Seasonal and diurnal variations of atmospheric mercury across the US determined from AMNet monitoring data

Abstract. Speciated atmospheric mercury observations collected over the period from 2008 to 2010 at the Environmental Protection Agency and National Atmospheric Deposition Program Atmospheric Mercury Network sites (AMNet) were analyzed for its spatial, seasonal, and diurnal characteristics across the US Median values of gaseous elemental mercury (GEM), gaseous oxidized mercury (GOM) and particulate bound mercury (PBM) at 11 different AMNet sites ranged from 148–226 ppqv (1.32–2.02 ng m−3), 0.05–1.4 ppqv (0.47–12.4 pg m−3) and 0.18–1.5 ppqv (1.61–13.7 pg m−3), respectively.
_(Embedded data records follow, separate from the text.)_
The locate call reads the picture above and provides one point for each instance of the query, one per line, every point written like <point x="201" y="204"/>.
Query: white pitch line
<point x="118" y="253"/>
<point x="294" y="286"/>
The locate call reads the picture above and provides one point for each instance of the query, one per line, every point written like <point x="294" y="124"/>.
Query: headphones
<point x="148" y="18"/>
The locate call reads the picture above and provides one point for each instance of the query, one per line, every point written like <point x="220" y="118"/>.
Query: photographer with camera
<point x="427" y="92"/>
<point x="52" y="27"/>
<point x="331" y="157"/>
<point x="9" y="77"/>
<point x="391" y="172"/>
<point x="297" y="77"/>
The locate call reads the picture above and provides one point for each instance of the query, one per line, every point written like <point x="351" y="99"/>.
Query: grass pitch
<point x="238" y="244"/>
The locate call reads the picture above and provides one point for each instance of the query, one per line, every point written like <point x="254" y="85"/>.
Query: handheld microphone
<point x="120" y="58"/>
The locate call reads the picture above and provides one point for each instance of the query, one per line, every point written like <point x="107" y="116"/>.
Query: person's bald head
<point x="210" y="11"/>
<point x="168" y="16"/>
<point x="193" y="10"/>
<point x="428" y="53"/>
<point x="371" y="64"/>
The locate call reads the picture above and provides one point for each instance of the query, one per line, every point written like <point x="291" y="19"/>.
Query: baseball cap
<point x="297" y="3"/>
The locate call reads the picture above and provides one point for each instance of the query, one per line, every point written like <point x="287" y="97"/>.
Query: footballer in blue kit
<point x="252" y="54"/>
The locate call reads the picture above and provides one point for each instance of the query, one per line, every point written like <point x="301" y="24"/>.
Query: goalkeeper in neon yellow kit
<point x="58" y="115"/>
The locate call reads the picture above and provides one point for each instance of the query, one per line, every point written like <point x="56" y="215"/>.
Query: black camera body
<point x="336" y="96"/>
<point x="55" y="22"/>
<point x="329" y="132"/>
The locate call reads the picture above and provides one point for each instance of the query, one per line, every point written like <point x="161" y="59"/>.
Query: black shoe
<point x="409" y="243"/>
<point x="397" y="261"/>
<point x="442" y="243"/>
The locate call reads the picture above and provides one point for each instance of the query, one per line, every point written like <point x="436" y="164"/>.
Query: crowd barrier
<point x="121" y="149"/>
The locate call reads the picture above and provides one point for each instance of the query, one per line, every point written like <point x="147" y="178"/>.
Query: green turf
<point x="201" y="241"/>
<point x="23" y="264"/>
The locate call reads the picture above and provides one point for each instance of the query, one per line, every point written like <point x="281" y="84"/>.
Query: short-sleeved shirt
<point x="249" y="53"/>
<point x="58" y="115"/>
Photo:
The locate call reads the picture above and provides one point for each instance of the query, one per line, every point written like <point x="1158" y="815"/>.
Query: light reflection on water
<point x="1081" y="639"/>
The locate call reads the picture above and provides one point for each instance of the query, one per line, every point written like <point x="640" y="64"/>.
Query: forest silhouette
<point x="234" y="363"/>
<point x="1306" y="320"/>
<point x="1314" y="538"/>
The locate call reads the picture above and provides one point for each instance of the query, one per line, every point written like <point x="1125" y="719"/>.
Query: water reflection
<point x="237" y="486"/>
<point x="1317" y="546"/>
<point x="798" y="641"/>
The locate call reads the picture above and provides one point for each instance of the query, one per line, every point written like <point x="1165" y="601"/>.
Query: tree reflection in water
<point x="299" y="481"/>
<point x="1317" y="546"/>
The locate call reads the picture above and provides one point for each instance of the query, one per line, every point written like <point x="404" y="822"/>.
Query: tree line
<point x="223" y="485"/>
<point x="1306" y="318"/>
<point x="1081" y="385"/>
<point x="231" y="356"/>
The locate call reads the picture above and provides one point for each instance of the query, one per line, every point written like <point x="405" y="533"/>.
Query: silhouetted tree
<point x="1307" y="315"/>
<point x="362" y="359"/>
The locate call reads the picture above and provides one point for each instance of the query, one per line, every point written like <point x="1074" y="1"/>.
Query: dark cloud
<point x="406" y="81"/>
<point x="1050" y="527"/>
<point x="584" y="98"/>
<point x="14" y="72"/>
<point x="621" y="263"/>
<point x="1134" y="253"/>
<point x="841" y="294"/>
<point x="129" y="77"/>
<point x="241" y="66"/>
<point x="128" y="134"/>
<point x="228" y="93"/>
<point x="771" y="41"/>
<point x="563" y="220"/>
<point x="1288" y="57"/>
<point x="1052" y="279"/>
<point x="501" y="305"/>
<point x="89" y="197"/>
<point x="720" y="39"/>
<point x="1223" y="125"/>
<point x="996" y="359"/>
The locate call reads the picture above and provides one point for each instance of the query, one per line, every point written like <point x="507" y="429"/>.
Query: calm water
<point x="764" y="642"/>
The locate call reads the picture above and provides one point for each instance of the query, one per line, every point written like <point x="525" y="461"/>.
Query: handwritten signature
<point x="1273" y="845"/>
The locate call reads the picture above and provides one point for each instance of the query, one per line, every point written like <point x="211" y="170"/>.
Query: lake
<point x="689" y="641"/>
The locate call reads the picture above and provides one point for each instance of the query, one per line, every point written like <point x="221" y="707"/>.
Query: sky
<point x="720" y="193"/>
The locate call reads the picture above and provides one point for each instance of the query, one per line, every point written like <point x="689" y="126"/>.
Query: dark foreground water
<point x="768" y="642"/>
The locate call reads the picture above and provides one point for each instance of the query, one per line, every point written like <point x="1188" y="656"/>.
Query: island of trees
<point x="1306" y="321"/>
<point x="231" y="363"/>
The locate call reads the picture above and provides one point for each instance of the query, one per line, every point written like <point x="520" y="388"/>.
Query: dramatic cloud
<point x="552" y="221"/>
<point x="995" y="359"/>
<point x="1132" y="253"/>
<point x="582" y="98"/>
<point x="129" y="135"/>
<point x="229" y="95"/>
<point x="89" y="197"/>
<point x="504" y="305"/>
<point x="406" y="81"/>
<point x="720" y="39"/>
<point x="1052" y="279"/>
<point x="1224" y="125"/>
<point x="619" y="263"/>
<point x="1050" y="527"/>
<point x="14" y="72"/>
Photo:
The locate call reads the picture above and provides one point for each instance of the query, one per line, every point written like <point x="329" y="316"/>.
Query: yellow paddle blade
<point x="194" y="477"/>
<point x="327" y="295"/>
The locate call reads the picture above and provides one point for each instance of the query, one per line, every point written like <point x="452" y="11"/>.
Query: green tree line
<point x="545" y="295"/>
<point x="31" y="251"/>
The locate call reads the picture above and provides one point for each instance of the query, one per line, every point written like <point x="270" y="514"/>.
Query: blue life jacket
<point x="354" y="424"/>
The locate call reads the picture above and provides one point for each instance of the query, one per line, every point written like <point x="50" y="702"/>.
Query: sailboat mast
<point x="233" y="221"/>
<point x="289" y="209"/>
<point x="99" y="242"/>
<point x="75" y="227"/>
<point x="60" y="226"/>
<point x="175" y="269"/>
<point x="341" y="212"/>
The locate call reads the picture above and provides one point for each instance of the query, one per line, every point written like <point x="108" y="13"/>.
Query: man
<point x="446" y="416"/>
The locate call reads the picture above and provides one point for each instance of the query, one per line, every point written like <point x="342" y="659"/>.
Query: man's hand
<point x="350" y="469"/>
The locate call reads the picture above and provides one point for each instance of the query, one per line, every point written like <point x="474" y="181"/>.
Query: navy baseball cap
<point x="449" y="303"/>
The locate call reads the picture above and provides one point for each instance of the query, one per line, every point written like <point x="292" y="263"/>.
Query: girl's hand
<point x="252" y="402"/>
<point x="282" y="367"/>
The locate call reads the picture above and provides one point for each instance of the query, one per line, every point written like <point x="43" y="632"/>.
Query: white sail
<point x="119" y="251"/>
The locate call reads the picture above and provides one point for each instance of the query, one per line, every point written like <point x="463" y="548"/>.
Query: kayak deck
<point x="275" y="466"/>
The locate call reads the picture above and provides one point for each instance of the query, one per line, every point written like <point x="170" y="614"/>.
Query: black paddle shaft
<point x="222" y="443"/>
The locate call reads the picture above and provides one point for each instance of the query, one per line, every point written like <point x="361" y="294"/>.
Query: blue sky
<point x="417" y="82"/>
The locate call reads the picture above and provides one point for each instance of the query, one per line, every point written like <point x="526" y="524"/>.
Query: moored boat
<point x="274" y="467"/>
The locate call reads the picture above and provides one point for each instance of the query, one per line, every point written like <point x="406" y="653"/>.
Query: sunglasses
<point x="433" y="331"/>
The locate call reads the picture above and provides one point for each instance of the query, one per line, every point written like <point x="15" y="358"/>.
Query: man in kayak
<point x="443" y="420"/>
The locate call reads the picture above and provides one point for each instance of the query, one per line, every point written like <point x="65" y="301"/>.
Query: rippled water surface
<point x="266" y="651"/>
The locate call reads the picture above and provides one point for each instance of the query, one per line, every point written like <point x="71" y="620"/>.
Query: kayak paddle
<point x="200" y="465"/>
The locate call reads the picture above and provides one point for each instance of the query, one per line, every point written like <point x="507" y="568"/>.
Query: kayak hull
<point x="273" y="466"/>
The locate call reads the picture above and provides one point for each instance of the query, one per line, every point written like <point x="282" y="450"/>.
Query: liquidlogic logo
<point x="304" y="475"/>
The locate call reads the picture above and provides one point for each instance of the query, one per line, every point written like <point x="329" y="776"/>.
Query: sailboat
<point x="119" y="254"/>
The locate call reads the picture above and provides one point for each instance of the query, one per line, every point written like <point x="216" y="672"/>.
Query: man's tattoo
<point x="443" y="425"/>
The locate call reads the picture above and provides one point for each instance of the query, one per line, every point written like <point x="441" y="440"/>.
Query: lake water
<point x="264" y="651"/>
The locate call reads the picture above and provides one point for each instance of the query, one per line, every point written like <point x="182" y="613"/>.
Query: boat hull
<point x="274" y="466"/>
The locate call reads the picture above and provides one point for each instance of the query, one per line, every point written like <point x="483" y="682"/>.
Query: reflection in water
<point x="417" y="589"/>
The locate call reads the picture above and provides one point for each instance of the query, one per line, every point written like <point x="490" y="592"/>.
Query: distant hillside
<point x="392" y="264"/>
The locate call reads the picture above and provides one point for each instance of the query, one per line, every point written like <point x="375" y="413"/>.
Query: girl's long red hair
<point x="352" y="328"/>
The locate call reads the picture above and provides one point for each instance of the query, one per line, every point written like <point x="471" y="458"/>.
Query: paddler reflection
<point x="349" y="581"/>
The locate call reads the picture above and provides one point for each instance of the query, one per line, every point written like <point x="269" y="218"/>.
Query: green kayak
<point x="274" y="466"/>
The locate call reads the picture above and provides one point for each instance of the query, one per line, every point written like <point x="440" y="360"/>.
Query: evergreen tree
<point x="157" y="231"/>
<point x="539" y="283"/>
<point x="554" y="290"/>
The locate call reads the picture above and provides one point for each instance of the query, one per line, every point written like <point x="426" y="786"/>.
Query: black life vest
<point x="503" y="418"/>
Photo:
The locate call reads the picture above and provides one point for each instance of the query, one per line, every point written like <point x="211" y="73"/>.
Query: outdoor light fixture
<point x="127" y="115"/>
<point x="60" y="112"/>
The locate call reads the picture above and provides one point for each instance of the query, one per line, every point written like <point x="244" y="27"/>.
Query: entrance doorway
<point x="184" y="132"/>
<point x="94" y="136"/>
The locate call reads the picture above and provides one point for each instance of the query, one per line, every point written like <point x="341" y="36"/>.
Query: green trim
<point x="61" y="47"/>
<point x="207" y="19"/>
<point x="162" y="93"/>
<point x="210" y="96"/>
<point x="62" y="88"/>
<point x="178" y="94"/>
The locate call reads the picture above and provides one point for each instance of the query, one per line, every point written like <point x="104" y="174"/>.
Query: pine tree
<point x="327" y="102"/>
Common characteristics of these sites were the similar median levels of GEM as well as its seasonality, with the highest mixing ratios occurring in winter and spring and the lowest in fall. However, discernible differences in monthly average GEM were as large as 30 ppqv, which may be caused by sporadic influence from local emission sources. The largest diurnal variation amplitude of GEM occurred in the summer. Seven rural sites displayed similar GEM summer diurnal patterns, in that the lowest levels appeared in the early morning, and then the GEM mixing ratio increased after sunrise and reached its maxima at noon or in the early afternoon. However, sites in Utah (UT96, UT97) and New York (NY95) showed a distinctly different pattern, with the lowest mixing ratios appearing in the afternoon and the highest mixing ratios at night. Unlike GEM, GOM exhibited higher mixing ratios in spring and summer. The largest diurnal variation amplitude of GOM occurred in spring for most AMNet sites. GOM diurnal minima appeared before sunrise and maxima appeared in the afternoon, and the variation in magnitude for all seasons at most monitoring sites fell in the range of 0 to 2 ppqv, except the Utah sites (up to 5 ppqv). The increased GOM mixing ratio in the afternoon indicated a photochemically driven oxidation of GEM resulting in GOM formation. PBM exhibited diurnal fluctuations in summertime instead of wintertime, although the PBM mixing ratio in summer was not as high as in winter. The summertime PBM diurnal pattern displayed a daily maximum in the early afternoon and lower mixing ratios at night, implying photochemical production of PBM in summer. The marine sea salt aerosol uptake of GEM and GOM was not apparent in the PBM data collected at coastal sites, with PBM being higher at inland sites.